There are two principal schools of thought on how to approach the war of ideas. The first approach advocates treating the conflict as a matter best addressed through public diplomacy—defined as the conveyance of information across a broad spectrum to include cultural affairs and political action. Accordingly, this view calls for revitalizing or transforming the U.S. Department of State and many of the traditional tools of statecraft. This school of thought contends that American public diplomacy declined after the Cold War, as evidenced by the demise of the U.S. Information Agency in 1999, and the reduction or elimination of strategic communications programs such as "Voice of America," and Radio Free Europe/Radio Liberty. The remedy, then, according to this view, is to re-engage the world, especially the Arab-Muslim world, by revitalizing both the form and content of U.S. public diplomacy and strategic communications, and by reinforcing those communications with concrete programs that invest in people, create opportunities for positive exchanges, and help build friendships. In fact, Radio Free Europe/Radio Liberty, and its Iraqi component, Radio Free Iraq, and Al-Hurra TV are now actively participating in U.S. strategic communication efforts, though with debatable effectiveness; all this has occurred, in part, by taking resources from Voice of America.

In direct contrast, the second school of thought advocates treating the war of ideas as a "real war," wherein the objective is to destroy the influence and credibility of the opposing ideology, to include neutralizing its chief proponents. This approach sees public diplomacy as an essential, but insufficient tool because it requires too much time to achieve desired results, and does little to aid the immediate efforts of combat forces in the field. For this school of thought, the principal focus of the war of ideas ought to be how to use the ways and means of information warfare to eliminate terrorist groups.

Use during the Cold War

According to Dr. John Lenczowski, former Director of European and Soviet Affairs for the National Security Council during the Reagan administration, 'The Cold War took many forms, including proxy wars, the arms race, nuclear blackmail, economic warfare, subversion, covert operations and the battle for men's minds. While many of these forms had the trappings of traditional conflicts of national interests, there was a dimension to the Cold War that made it unique among wars: it centered around a war of ideas—a war between two alternative political philosophies.
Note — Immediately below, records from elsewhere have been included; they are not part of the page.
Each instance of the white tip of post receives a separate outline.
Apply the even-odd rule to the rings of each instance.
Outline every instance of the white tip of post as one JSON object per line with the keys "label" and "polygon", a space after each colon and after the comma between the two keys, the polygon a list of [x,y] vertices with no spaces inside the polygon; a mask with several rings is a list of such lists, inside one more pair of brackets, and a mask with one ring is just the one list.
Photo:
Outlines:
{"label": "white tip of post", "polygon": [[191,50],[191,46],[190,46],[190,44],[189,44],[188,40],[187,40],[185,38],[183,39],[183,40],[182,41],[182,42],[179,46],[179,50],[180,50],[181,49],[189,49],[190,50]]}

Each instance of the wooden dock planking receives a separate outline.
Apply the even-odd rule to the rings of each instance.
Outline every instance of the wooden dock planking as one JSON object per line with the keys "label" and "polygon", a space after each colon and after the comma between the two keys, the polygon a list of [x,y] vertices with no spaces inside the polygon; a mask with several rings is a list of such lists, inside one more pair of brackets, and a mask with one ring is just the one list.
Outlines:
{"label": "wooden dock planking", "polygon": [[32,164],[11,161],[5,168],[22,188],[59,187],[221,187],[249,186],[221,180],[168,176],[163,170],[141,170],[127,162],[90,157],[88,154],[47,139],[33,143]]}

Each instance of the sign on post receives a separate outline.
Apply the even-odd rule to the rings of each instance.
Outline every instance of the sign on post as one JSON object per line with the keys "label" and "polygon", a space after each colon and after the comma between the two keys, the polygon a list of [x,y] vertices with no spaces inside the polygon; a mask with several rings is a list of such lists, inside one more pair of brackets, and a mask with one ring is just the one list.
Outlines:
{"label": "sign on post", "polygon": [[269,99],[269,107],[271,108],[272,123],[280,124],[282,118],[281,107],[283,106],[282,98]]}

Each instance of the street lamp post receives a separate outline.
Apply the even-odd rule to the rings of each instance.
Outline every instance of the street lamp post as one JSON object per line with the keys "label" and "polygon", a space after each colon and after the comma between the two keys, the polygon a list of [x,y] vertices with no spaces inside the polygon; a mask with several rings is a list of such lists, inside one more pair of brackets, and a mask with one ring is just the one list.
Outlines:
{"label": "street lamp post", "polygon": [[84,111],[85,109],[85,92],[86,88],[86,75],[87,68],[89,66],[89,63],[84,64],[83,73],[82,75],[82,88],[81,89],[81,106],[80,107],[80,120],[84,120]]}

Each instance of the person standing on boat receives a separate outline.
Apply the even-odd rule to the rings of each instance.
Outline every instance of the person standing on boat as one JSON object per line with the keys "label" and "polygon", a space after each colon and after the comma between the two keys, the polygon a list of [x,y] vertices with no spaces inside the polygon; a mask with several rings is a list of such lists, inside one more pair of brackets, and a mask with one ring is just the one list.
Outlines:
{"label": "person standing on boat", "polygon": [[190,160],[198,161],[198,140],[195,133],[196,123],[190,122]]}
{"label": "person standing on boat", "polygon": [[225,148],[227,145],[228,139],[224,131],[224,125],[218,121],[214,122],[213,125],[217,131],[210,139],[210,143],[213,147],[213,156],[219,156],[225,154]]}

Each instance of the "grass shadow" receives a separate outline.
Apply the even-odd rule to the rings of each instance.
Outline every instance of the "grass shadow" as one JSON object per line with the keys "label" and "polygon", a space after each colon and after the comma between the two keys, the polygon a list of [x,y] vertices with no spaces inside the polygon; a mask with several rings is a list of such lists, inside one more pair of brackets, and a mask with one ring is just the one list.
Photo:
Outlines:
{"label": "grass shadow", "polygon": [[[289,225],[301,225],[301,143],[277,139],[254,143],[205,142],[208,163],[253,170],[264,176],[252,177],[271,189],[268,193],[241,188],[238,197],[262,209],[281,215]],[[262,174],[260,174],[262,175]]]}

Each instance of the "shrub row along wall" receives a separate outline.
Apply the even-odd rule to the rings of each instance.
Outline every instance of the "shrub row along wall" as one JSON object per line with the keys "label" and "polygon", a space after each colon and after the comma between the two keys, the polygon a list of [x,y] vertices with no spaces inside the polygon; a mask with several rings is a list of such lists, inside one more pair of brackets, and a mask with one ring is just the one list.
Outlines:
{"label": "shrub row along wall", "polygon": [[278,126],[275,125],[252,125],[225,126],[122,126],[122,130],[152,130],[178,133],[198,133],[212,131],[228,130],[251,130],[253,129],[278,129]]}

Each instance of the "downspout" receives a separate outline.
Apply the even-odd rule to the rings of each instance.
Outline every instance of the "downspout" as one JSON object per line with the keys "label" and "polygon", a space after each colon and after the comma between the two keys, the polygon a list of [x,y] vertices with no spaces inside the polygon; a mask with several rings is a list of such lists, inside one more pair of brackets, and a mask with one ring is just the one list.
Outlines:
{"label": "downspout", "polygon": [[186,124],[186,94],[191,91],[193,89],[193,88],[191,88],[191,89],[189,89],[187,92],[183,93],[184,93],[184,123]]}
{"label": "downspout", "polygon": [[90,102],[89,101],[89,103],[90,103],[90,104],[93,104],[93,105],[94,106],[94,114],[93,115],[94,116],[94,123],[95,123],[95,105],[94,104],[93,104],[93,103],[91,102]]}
During the Cold War, the United States and other Western powers developed a robust infrastructure for waging a war of ideas against the communist ideology being promulgated by the Soviet Union and its allies. During the administrations of Harry S. Truman and Dwight D. Eisenhower, the so-called golden age of U.S. propaganda, counterpropaganda, and public diplomacy operations, the U.S. government carried out a sophisticated program of overt and covert activities designed to shape public opinion behind the Iron Curtain, within European intellectual and cultural circles, and across the developing world. The United States was able to reach as much as 50–70% of the populations behind the Iron Curtain during the 1950s through their international broadcasting. High-level interest in such operations waned during the 1970s, but received renewed emphasis under President Ronald Reagan, the Great Communicator, who, like Dwight D. Eisenhower, was a firm advocate of the informational component of America's Cold War strategy.

However, with the end of the Cold War official interest once again plummeted. During the 1990s, Congress and the executive branch disparaged informational activities as costly Cold War anachronisms. The budget for State Department informational programs was slashed, and USIA, a quasi-independent body that reported to the secretary of state, was disestablished, and its responsibilities were transferred to a new undersecretary of state for public diplomacy.

Use in the War on Terror

Terrorism is a form of political and psychological warfare; it is protracted, high-intensity propaganda, aimed more at the hearts of the public and the minds of decision makers, and not at the physical victims. There is growing recognition among U.S. government officials, journalists, and analysts of terrorism that defeating al-Qaida— arguably the preeminent challenge to U.S. security—will require far more than neutralizing leaders, disrupting cells, and dismantling networks. The 9/11 Commission concluded in its final report, eliminating al-Qaida as a formidable danger ultimately requires prevailing in the longer term over the ideology that gives rise to Islamist terrorism."

As Akbar Ahmed, a Muslim scholar who holds the Chair of Islamic Studies at American University, explains: Properly understood, this is a war of ideas within Islam—some of them faithful to authentic Islam, but some of them clearly un-Islamic and even blasphemous toward the peaceful and compassionate Allah of the Qur'an.

Waging a blatantly ideological struggle seems unnatural to some Americans. Westerners tend to downplay intangible factors such as ideas, history, and culture as political motivators, preferring instead to stress more concrete driving forces such as personal security and physical well-being.

The United States military has recently begun incorporating a strategic communication into their overall battle operations in the War on Terror, especially in Afghanistan and Iraq. In addition to the military's traditional role of using force they are beginning to use political as well as ideological warfare against the enemy as a method of influencing the local populations into opposing say the Taliban or al Qa'ida. The ancient Chinese philosopher Sun Tzu once said that to fight and conquer in all your battles is not supreme excellence; supreme excellence consists in breaking the enemy's resistance without fighting. The War of Ideas attempts to "break the enemy's resistance."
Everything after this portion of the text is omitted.